Almost 850,000 homes have exited the UK’s private rented sector over the past decade, although rental supply has climbed to a seven-year high as build-to-rent continues to reshape the market, according to TwentyEA.
The property data firm’s latest Property & Homemover Report found that around 18.6% of private rented sector stockhas been sold and not returned to the rental market over the last 10 years, equating to almost 850,000 homes.
While TwentyEA said the trend cannot be attributed solely to the Renters’ Rights Act, it noted that landlord disposals accelerated as the legislation approached implementation.
The highest volume of former rental homes left the sector during 2025, when almost 181,000 properties were sold. Most provisions of the Renters’ Rights Act came into force on 1 May 2026.
HIGH SUPPLY
However, despite the continued reduction in traditional landlord-owned stock, overall rental supply has reached its highest level for seven years.
According to TwentyEA, available rental stock is more than 17% higher than during 2025, driven in part by continued growth in the build-to-rent sector. Listings of purpose-built rental homes increased by 22% year-on-year during the second quarter of 2026, helping offset the reduction in homes owned by individual landlords.
Nick Huntley (main picture, inset), Director at TwentyEA, says: “While it’s encouraging to see rental supply reach a seven-year high, that doesn’t tell the whole story. Many letting agents are still feeling the effects of landlords leaving the traditional PRS, reducing the stock they have available to market.
“The growth in purpose-built rental housing is helping to bring new homes into the sector, which is positive news for renters, but it complements rather than replaces the role of private landlords. The healthiest rental market is one where both parts of the sector are thriving and overall supply continues to grow.”
RENTERS’ RIGHTS ACT
The report also examined rental pricing following the introduction of the Renters’ Rights Act, finding that regional trends have diverged considerably.
Instruction price inflation was strongest across Wales and the Midlands, while the East of England recorded the largest annual price fall at 7.7%, followed by Yorkshire and the Humber, where asking rents fell by 4%.

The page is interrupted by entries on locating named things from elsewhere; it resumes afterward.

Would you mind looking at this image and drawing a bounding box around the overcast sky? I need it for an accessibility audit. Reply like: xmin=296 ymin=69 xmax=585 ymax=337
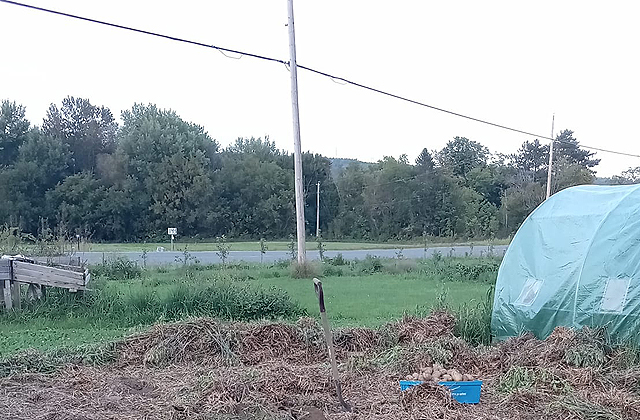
xmin=0 ymin=0 xmax=640 ymax=176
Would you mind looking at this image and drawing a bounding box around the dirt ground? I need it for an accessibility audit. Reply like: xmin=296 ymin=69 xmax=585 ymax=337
xmin=0 ymin=313 xmax=640 ymax=420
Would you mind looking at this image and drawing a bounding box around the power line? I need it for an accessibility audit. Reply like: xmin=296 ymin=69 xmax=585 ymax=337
xmin=0 ymin=0 xmax=288 ymax=65
xmin=298 ymin=64 xmax=640 ymax=158
xmin=5 ymin=0 xmax=640 ymax=158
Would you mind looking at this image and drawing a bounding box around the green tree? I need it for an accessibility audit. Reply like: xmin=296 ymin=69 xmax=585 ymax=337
xmin=42 ymin=96 xmax=118 ymax=173
xmin=302 ymin=153 xmax=340 ymax=235
xmin=216 ymin=138 xmax=295 ymax=238
xmin=0 ymin=100 xmax=30 ymax=167
xmin=117 ymin=104 xmax=218 ymax=236
xmin=512 ymin=139 xmax=549 ymax=182
xmin=0 ymin=130 xmax=71 ymax=233
xmin=547 ymin=130 xmax=600 ymax=169
xmin=330 ymin=162 xmax=371 ymax=239
xmin=437 ymin=137 xmax=489 ymax=178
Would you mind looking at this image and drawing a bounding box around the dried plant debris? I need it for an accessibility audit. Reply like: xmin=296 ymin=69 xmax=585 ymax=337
xmin=0 ymin=312 xmax=640 ymax=420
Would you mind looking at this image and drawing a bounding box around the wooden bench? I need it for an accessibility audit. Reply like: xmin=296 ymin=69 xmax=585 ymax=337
xmin=0 ymin=258 xmax=91 ymax=310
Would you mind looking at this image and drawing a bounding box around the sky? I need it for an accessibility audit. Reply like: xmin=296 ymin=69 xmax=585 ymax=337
xmin=0 ymin=0 xmax=640 ymax=176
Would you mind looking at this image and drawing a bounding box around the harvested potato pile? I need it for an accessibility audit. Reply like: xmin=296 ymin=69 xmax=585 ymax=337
xmin=405 ymin=363 xmax=475 ymax=382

TwentyEA says the legislation was always expected to produce mixed pricing outcomes, with tighter controls on rent increases and the ban on rental bidding potentially easing rental inflation, while higher compliance costs could encourage some landlords to raise initial asking rents.
AFFORDABILITY PRESSURES
Despite ongoing affordability pressures, demand remains robust across most of the country. Supply of newly listed rental properties increased across every UK region, while the volume of homes available to rent rose in 10 of the UK’s 12 regions, suggesting the market is gradually becoming more balanced.
Huntley adds: “The rental market is still very busy, but it’s becoming better balanced. Demand continues to grow in almost every region, yet supply is increasing even faster across most of the country. If that trend continues, it should gradually reduce the intense competition we’ve seen over the last few years and create a more stable environment for both renters and letting agents.”